Because the word vector is of high dimension, usually with 2000-3000 dimensions, it is hard to visualize the clustering. Thus, we use TSNE algorithm to reduce dimensionality to two dimensions.
from sklearn.manifold import TSNE
tsne = TSNE(random_state=42)
result_tsne = tsne.fit_transform(word_matrix)
Now we get a two-dimensional matrix and we can use matplotlib to present the clustering effect
import matplotlib.pyplot as plt
import matplotlib.colors as mcolors
mcolor_list = list(mcolors.CSS4_COLORS.keys())[:50] # only present 50 colors
colors = [value for (key, value) in mcolors.CSS4_COLORS.items()
if key in mcolor_list]
plt.figure(figsize=(10, 10))
plt.xlim(result_tsne[:, 0].min(), result_tsne[:, 0].max()+1)

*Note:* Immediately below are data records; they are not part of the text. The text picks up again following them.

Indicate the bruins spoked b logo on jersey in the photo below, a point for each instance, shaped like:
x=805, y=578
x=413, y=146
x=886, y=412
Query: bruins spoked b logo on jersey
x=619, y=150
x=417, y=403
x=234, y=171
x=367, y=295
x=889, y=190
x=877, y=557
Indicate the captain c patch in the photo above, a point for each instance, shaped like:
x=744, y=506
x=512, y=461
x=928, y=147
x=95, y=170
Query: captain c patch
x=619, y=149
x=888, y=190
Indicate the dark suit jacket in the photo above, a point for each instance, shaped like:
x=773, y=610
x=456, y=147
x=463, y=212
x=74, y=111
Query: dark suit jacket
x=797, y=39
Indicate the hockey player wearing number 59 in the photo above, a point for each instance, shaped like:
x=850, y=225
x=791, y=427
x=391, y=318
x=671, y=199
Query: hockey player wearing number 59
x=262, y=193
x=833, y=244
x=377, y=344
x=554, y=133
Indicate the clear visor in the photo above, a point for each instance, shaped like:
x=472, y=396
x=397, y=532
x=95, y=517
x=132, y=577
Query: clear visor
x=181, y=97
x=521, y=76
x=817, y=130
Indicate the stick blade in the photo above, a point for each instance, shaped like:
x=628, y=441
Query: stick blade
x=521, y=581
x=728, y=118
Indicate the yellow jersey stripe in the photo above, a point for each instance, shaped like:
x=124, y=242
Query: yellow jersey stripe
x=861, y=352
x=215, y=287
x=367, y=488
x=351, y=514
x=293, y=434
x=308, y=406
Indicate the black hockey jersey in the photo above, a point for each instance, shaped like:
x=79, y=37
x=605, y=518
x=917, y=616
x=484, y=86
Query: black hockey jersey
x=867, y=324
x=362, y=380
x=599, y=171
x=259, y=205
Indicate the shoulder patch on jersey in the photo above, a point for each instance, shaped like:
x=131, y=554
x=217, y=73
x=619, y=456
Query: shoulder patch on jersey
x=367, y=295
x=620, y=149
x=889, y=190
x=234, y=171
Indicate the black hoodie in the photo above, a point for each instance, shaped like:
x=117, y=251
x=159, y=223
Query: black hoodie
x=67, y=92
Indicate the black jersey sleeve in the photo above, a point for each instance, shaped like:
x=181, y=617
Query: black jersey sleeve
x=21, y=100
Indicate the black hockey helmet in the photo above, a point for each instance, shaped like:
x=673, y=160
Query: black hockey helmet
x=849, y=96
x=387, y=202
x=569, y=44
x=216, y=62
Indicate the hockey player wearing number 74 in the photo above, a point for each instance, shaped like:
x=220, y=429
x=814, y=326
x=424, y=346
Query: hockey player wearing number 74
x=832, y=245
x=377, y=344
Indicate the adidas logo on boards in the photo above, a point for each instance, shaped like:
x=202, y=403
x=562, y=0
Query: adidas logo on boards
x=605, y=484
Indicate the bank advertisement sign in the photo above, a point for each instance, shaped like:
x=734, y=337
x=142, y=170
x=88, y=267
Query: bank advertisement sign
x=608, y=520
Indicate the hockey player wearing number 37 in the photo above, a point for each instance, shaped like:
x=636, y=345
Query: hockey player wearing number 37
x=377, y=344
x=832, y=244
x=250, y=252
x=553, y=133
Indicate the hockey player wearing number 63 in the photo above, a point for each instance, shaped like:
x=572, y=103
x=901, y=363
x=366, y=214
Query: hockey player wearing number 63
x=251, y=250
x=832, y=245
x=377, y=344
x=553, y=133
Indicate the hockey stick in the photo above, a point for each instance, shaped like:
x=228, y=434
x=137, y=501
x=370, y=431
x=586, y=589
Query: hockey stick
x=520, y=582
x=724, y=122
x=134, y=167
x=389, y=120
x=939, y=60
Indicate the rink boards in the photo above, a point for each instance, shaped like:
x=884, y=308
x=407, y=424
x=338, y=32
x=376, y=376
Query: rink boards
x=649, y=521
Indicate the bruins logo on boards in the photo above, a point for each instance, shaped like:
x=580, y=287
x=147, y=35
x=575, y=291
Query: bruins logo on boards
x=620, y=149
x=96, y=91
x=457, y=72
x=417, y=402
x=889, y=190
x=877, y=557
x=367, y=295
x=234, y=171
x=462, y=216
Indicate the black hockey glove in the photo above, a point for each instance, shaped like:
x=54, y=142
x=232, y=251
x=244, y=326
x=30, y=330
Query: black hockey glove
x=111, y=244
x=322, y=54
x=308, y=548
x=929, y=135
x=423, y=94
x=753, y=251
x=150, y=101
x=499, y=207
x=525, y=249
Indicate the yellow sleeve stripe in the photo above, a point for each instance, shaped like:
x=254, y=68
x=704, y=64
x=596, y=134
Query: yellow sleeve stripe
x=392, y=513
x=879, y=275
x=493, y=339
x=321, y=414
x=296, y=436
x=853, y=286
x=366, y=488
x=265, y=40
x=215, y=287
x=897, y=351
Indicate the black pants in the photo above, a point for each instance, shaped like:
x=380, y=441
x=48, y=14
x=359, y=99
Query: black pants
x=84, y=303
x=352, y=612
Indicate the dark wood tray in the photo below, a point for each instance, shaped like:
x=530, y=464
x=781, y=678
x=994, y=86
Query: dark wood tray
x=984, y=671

plt.ylim(result_tsne[:, 1].min(), result_tsne[:, 1].max()+1)
for i in range(result_matrix.shape[0]):
plt.text(result_tsne[i, 0], result_tsne[i, 1],
str(kmeans_model.labels_[i]),
color = colors[kmeans_model.labels_[i]],
fontdict={'weight': 'bold', 'size': 3})
plt.xlabel('t-SNE feature 0')
plt.ylabel('t-SNE feature 1')
The Effect of KMeans Clustering:
Hierarchical clustering algorithm
Compared with KMeans, Hierarchical clustering algorithm is more like a bottom-up clustering algorithm. Hierarchical clustering starts by treating each observation as a separate cluster. Then, it repeatedly executes the following two steps: (1) identify the two clusters that are closest together; (2) merge the two most similar clusters. This iterative process continues until all the clusters are merged together. This process is illustrated in the diagrams below.

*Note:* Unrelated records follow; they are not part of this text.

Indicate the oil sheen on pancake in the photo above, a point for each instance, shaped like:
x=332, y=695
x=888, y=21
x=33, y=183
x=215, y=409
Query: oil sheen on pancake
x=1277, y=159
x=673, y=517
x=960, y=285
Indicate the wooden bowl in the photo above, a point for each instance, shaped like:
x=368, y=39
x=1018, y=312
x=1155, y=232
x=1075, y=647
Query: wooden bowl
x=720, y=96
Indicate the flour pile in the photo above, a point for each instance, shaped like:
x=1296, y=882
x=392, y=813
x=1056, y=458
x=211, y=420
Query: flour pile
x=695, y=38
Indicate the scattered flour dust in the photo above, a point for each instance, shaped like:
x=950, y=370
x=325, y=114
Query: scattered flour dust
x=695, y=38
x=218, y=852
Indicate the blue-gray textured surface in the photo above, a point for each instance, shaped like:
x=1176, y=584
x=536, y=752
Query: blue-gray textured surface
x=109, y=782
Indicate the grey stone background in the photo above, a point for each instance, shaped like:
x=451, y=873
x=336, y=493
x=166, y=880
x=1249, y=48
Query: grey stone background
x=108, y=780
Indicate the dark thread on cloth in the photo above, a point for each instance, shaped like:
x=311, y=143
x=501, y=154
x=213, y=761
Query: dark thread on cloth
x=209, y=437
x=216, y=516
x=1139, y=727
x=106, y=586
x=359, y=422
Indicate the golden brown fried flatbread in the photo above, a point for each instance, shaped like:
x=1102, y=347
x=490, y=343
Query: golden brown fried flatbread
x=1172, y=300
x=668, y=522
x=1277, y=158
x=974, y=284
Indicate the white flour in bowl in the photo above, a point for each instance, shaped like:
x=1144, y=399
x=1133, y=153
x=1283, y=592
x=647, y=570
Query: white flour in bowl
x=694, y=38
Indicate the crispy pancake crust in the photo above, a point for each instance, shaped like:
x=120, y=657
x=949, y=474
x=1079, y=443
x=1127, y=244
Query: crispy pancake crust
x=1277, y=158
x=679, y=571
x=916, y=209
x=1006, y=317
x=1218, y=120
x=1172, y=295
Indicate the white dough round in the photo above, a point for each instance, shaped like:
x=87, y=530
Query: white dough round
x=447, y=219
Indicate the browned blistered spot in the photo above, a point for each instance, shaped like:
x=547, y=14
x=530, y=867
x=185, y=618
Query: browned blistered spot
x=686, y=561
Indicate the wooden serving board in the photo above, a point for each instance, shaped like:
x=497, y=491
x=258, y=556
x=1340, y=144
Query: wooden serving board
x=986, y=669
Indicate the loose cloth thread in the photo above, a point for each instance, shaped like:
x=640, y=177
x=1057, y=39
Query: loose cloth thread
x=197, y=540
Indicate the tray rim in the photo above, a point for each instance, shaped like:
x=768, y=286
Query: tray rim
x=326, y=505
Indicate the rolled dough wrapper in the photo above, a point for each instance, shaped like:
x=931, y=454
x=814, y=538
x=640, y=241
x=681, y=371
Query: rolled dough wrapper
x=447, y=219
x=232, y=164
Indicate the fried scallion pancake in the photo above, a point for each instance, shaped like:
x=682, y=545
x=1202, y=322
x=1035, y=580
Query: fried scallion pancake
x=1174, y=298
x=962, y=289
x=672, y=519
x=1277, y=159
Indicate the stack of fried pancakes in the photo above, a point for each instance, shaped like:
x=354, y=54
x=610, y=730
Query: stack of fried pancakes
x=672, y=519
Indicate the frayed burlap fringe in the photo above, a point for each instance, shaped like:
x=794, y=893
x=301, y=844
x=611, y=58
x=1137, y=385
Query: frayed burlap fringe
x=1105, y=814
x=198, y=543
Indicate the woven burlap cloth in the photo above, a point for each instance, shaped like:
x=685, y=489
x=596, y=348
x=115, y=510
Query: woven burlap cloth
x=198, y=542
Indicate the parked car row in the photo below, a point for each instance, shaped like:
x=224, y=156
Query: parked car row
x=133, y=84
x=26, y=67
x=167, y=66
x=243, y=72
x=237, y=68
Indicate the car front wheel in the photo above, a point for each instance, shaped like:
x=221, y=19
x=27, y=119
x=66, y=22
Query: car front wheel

The code we use is as follows:
from scipy.cluster.hierarchy import dendrogram, ward
linkage_array = ward(result_matrix)
dendrogram(linkage_array)
# similar algo using sklearn
from sklearn.cluster import AgglomerativeClustering
from collections import Counter
agg = AgglomerativeClustering(n_clusters=300)
assignment = agg.fit_predict(result_matrix)
c = Counter(assignment)
plt.figure(figsize=(10, 7))
plt.bar(x=[str(x) for x in list(c.keys())], height=list(c.values()))

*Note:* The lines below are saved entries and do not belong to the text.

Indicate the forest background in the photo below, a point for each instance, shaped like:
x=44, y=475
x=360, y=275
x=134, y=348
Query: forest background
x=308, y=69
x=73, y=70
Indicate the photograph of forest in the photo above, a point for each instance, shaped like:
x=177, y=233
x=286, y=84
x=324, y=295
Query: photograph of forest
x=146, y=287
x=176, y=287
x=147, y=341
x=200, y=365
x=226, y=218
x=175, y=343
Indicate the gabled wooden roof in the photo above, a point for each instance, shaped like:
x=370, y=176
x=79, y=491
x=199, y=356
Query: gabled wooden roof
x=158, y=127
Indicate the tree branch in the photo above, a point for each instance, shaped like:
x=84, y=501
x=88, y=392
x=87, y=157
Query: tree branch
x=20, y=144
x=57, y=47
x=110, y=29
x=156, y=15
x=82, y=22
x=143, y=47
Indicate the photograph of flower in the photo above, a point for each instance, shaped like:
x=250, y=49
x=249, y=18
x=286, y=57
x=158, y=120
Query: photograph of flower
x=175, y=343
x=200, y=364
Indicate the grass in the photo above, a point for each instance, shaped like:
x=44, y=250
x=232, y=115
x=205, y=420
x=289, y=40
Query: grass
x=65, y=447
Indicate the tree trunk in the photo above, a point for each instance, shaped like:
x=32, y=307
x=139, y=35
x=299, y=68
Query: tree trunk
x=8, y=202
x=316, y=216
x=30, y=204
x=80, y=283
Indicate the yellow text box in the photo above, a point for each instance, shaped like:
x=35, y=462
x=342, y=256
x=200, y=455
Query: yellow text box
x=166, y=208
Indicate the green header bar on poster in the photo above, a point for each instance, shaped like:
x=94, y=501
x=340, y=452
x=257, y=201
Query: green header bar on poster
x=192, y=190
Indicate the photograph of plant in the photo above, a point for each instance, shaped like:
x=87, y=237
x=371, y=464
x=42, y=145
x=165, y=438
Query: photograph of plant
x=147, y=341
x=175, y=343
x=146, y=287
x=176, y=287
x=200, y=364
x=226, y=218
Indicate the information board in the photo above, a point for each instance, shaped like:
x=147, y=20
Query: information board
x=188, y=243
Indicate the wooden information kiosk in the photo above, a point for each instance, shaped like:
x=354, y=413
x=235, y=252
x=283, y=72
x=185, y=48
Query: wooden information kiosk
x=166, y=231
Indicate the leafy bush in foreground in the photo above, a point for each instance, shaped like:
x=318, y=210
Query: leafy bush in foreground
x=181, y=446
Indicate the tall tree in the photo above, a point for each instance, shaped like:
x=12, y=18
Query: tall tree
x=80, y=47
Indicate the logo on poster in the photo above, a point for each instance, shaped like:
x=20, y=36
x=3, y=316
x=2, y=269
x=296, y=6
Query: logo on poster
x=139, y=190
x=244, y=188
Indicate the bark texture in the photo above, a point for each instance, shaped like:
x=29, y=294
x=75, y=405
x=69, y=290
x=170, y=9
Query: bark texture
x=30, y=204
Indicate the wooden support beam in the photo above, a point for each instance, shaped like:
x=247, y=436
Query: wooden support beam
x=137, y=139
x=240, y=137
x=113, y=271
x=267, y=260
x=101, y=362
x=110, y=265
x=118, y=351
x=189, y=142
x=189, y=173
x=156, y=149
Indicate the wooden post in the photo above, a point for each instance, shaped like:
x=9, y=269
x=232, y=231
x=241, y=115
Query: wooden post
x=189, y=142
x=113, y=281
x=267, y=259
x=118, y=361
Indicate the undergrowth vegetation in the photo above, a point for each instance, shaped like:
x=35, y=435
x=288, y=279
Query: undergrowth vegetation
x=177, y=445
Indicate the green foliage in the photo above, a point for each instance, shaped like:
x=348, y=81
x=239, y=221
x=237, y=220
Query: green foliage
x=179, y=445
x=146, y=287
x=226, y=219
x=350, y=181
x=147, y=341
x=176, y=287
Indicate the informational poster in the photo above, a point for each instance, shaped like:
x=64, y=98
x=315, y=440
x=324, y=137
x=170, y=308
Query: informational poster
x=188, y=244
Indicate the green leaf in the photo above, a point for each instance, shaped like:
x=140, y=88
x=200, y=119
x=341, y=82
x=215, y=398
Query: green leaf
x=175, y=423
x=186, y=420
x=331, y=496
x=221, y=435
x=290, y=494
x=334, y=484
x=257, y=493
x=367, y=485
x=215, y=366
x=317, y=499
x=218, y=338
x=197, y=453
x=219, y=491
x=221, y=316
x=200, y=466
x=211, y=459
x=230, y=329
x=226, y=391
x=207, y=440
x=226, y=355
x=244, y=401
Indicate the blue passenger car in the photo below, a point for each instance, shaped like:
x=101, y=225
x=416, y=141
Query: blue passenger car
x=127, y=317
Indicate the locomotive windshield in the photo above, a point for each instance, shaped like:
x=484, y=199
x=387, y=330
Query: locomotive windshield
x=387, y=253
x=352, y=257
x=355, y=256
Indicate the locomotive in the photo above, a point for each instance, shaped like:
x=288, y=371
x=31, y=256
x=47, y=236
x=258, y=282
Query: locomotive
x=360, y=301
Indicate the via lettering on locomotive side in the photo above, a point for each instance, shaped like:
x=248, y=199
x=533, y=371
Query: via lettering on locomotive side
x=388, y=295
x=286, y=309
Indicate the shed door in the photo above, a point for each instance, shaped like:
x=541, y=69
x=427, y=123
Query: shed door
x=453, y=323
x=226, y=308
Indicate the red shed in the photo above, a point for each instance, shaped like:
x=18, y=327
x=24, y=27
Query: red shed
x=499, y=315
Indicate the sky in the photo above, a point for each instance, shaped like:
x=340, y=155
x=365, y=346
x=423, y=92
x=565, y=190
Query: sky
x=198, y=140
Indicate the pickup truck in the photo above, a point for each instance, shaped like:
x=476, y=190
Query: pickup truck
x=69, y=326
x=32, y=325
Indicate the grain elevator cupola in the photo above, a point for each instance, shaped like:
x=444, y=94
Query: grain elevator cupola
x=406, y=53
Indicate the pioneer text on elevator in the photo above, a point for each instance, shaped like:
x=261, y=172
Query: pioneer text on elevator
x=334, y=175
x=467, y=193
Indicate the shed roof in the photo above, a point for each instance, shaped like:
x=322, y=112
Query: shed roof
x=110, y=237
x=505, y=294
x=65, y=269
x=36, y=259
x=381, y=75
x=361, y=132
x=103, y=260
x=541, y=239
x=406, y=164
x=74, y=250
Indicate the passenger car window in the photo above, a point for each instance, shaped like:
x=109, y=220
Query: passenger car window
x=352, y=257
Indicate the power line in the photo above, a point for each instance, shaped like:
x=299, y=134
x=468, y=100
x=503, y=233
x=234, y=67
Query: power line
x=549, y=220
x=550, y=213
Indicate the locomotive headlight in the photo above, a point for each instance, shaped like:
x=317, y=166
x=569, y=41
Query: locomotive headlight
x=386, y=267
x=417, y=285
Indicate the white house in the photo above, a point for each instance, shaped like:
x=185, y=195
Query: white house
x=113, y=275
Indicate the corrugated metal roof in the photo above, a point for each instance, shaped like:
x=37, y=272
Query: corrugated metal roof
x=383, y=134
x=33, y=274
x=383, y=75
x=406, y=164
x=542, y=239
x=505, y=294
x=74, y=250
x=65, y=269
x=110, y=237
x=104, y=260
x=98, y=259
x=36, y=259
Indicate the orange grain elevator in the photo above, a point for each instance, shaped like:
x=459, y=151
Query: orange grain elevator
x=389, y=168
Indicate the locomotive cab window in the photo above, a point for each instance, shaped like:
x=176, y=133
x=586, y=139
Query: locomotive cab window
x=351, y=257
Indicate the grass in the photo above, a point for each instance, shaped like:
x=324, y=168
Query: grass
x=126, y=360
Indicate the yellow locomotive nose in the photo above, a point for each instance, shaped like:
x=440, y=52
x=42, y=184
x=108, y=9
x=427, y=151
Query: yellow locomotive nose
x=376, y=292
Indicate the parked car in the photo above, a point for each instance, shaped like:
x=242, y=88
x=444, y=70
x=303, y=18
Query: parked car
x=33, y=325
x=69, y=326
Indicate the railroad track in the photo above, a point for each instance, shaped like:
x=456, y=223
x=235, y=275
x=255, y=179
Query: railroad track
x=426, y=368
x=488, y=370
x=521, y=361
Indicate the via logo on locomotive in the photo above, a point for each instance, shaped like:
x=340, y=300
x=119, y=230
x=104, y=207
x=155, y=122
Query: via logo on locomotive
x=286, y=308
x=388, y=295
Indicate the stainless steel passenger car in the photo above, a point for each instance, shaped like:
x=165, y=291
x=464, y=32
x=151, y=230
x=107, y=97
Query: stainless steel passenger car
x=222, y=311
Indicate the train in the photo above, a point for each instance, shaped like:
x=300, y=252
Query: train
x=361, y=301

plt.xlabel("assigned labels")
plt.ylabel("# of companies in cluster")
plt.title("300 clusters using AgglomerativeClustering")
And such clustering results can easily be visualized.
Result and Comparison
Because both clustering algorithms are unsupervised learning, it is hard to evaluate their metrics. We import Silhouette Coefficient to help us.
Silhouette Coefficient
The Silhouette Coefficient is defined for each sample and is composed of two scores, and a higher Silhouette Coefficient score relates to a model with better defined clusters. The score is bounded between -1 for incorrect clustering and +1 for highly dense clustering. Scores around zero indicate overlapping clusters. The score is higher when clusters are dense and well separated, which relates to a standard concept of a cluster.
Comparison
We compute the Silhouette Coefficient for both KMeans and Hierarchical clustering algorithm. The result is illustrated below.
It is obvious that Hierarchical clustering algorithm is better than KMeans here.